なぜ宗教が人々をより協調的にするのだろう?一つは道徳的信念である。目に見えないものに絶えず監視されているという信念は、個人的な利益のために規則を破るということを抑止する。この効果は絶大である。正直箱(無人販売箱)に2つの目を描いてあるだけで、飲み物の値段を支払う回数が3倍も増えたという研究もある。

一方で、宗教は人々を彼ら自身よりも大きな世界と結びつける。それは彼らの属する社会集団かもしれないし、死後の世界や、果ては宇宙全体かもしれない。この結びつきは、その結果が利益に直接結びついているとき、人々をより協調的にするため非常に重要である。もし私が自分の部族や教会や宇宙自身と一体であると信じれば、辛い仕事を受け入れることが容易になる。

サイケデリックドラッグの魅力を説明するのは、おそらく宗教的協調性のこの2つ目の側面の方だろう。サイケデリックドラッグは宗教的超越性の影響を刺激することで、人を協調的にすることで進化的利益を果たした精神状態に近い状態を作り出す。これにより、より多くの先祖が進化競争で生き残った。これは、人類がサイケデリックドラッグを使用するために進化したという意味ではない。しかし、サイケデリックドラッグの使用は、超越的状態により手短に達することを可能にした。


法律で人間の本能は変えられない

この話が事実だったとしたら、どんな意味を持つのだろうか?一つはサイケデリックドラッグの使用は、チャンティングやファスティングや祈りや瞑想などと原理的に同じだという事。ピュアリストは、ドラッグにはこのような手続きを含んだ精神的修練を含まないという理由で反対するだろう。確かにそうかもしれないが、車を買うことには、内部の燃焼機関を一から作る作業が含まれないと言っているのと同じことではないだろうか。それに、儀式においてサイコアクティブ(精神作用系の)な物質を使用する宗教も多い。
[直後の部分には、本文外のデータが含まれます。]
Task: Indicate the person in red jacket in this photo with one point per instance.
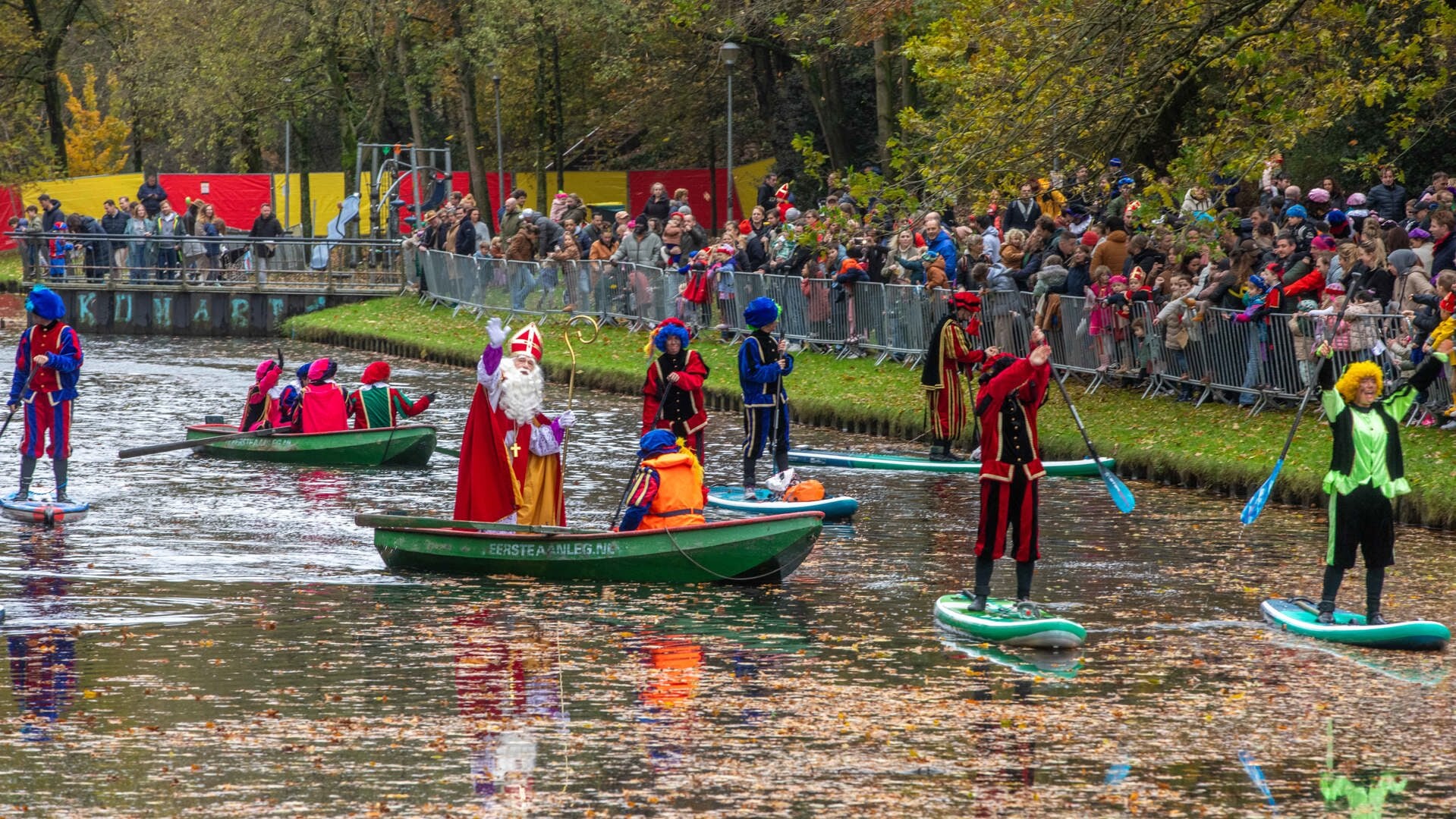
(673, 391)
(377, 405)
(1012, 391)
(321, 408)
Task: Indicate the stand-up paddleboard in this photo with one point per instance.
(1006, 623)
(910, 463)
(1297, 616)
(42, 510)
(731, 498)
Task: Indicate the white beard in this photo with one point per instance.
(521, 393)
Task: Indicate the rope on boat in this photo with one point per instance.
(673, 540)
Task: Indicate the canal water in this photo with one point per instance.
(220, 636)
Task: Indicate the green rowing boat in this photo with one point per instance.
(912, 463)
(385, 447)
(756, 551)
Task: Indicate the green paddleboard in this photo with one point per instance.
(1297, 616)
(1004, 623)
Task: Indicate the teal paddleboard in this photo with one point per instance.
(912, 463)
(1297, 616)
(1004, 622)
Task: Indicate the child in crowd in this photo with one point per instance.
(1099, 316)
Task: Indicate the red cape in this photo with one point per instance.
(489, 482)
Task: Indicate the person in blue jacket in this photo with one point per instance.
(762, 369)
(47, 366)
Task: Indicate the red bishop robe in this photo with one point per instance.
(495, 479)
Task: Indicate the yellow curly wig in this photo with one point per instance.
(1348, 383)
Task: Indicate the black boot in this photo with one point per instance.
(60, 479)
(1024, 572)
(27, 473)
(1334, 575)
(985, 565)
(1375, 584)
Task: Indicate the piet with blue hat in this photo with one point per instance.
(49, 364)
(673, 393)
(667, 489)
(762, 369)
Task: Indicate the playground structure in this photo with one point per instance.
(426, 171)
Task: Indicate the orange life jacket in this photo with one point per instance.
(679, 494)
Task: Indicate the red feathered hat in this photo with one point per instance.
(529, 342)
(966, 302)
(376, 373)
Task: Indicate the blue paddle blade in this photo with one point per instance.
(1256, 505)
(1256, 776)
(1121, 495)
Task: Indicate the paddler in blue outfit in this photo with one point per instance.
(762, 370)
(667, 489)
(47, 367)
(1366, 470)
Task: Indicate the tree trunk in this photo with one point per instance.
(826, 99)
(305, 165)
(884, 114)
(539, 108)
(470, 137)
(559, 137)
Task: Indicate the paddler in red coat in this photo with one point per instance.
(322, 403)
(673, 391)
(1012, 391)
(510, 459)
(377, 405)
(264, 410)
(951, 351)
(47, 367)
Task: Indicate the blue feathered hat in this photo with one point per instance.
(760, 312)
(657, 443)
(46, 303)
(667, 329)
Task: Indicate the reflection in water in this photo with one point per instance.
(508, 682)
(675, 667)
(1363, 802)
(42, 662)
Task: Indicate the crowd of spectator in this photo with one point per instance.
(1131, 269)
(143, 240)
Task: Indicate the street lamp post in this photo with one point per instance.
(728, 53)
(500, 146)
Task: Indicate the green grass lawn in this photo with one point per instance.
(1213, 445)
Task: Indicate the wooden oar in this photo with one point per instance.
(413, 522)
(27, 386)
(1121, 495)
(197, 444)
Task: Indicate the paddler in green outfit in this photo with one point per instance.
(376, 405)
(1366, 470)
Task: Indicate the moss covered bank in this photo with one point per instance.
(1213, 447)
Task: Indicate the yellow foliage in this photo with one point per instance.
(95, 142)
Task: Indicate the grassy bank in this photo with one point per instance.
(1213, 447)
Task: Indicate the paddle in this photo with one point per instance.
(1121, 495)
(24, 388)
(424, 522)
(1261, 497)
(200, 443)
(625, 492)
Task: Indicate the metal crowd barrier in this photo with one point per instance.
(232, 258)
(1254, 364)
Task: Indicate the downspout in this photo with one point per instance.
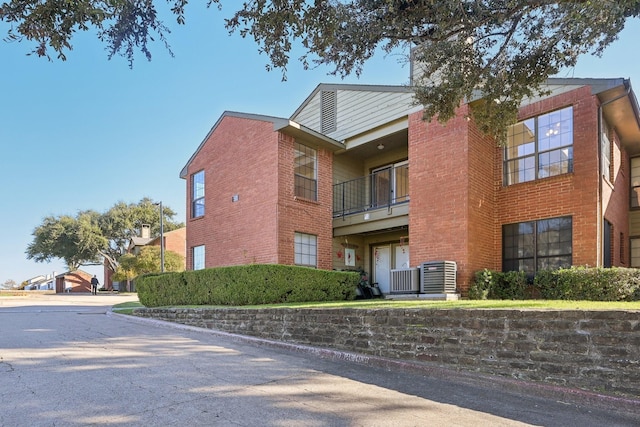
(600, 213)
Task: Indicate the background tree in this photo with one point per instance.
(503, 50)
(147, 261)
(91, 238)
(9, 284)
(75, 240)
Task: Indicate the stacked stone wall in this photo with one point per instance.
(592, 350)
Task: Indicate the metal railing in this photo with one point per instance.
(383, 188)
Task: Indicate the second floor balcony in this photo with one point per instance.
(384, 188)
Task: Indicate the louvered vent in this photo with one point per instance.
(438, 277)
(329, 111)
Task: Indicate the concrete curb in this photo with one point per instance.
(564, 394)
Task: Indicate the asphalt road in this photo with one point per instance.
(67, 361)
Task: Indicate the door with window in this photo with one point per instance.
(390, 185)
(386, 258)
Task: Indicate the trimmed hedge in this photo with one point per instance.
(575, 283)
(246, 285)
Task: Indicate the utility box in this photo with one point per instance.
(438, 277)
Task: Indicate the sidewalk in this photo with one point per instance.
(87, 299)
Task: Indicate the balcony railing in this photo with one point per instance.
(383, 188)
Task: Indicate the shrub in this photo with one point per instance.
(575, 283)
(590, 283)
(490, 284)
(246, 285)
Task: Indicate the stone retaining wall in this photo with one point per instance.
(592, 350)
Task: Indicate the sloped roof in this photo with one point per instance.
(354, 87)
(279, 125)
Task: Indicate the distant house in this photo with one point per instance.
(355, 178)
(174, 241)
(73, 282)
(40, 283)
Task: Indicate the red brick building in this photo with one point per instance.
(356, 179)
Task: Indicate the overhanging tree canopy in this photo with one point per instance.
(503, 49)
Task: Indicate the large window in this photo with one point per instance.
(197, 253)
(197, 194)
(537, 245)
(305, 249)
(539, 147)
(306, 172)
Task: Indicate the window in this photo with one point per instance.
(635, 182)
(390, 185)
(305, 249)
(606, 152)
(635, 252)
(306, 166)
(197, 253)
(537, 245)
(539, 147)
(197, 194)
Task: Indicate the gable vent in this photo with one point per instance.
(329, 111)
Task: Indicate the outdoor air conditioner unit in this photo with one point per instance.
(438, 277)
(405, 281)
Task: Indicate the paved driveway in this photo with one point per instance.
(66, 361)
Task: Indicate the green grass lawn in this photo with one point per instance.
(127, 308)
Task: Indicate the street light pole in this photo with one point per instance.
(161, 237)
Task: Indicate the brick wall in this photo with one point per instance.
(573, 194)
(296, 214)
(615, 195)
(439, 183)
(238, 159)
(247, 158)
(594, 350)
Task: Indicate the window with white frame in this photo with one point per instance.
(306, 172)
(305, 250)
(197, 257)
(635, 252)
(606, 151)
(539, 147)
(537, 245)
(197, 194)
(635, 182)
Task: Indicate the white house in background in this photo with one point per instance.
(41, 283)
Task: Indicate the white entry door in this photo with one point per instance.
(382, 267)
(402, 256)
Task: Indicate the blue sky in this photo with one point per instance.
(89, 132)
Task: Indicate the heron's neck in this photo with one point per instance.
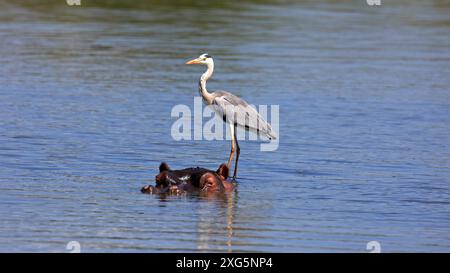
(202, 83)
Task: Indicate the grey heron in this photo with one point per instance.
(233, 110)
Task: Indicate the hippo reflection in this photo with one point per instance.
(190, 180)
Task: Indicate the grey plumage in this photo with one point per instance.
(239, 112)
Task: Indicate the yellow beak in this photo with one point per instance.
(194, 61)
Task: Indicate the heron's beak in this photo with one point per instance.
(194, 61)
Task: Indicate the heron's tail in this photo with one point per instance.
(269, 132)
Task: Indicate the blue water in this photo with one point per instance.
(364, 95)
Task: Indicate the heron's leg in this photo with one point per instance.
(238, 151)
(232, 147)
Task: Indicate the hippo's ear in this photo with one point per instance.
(163, 167)
(223, 171)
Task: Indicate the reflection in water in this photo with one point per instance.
(210, 222)
(85, 101)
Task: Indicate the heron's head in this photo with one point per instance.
(205, 59)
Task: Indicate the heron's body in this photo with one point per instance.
(234, 110)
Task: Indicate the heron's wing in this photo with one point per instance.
(234, 109)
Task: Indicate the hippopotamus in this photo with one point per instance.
(190, 179)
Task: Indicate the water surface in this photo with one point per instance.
(85, 100)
2つ目に暗示されることは、サイケデリックドラッグは精神状態の改善に効果的な役割を果たすという事だ。すでに、鬱や末期の病に効果があるという確実な結果は得られている。これがすべての人に効くという保証はないが、サイケデリックドラッグが効果を及ぼす人がある程度の割合でいると考える根拠を与える。

【医療・認知】『エクスタシーが5年以内にFDA承認の薬剤として販売される可能性』ScienceAlert 2016/4/3

サイケデリックドラッグを禁止することは恐らく逆効果だろう。性行為を禁止しても性欲を抑えることは出来ないのと同じように、サイケデリックドラッグを法で禁止しても、超越的な経験を求める内在的欲求を変えることは出来ない。賢明な法的アプローチは、害を最小化しながらサイケデリックドラッグを使用できる枠組みを作ることだろう。実際、これまでどんな法体系も人間の本性を変えることには成功していない。サイケデリックドラッグの禁止だけ別として考える理由はない。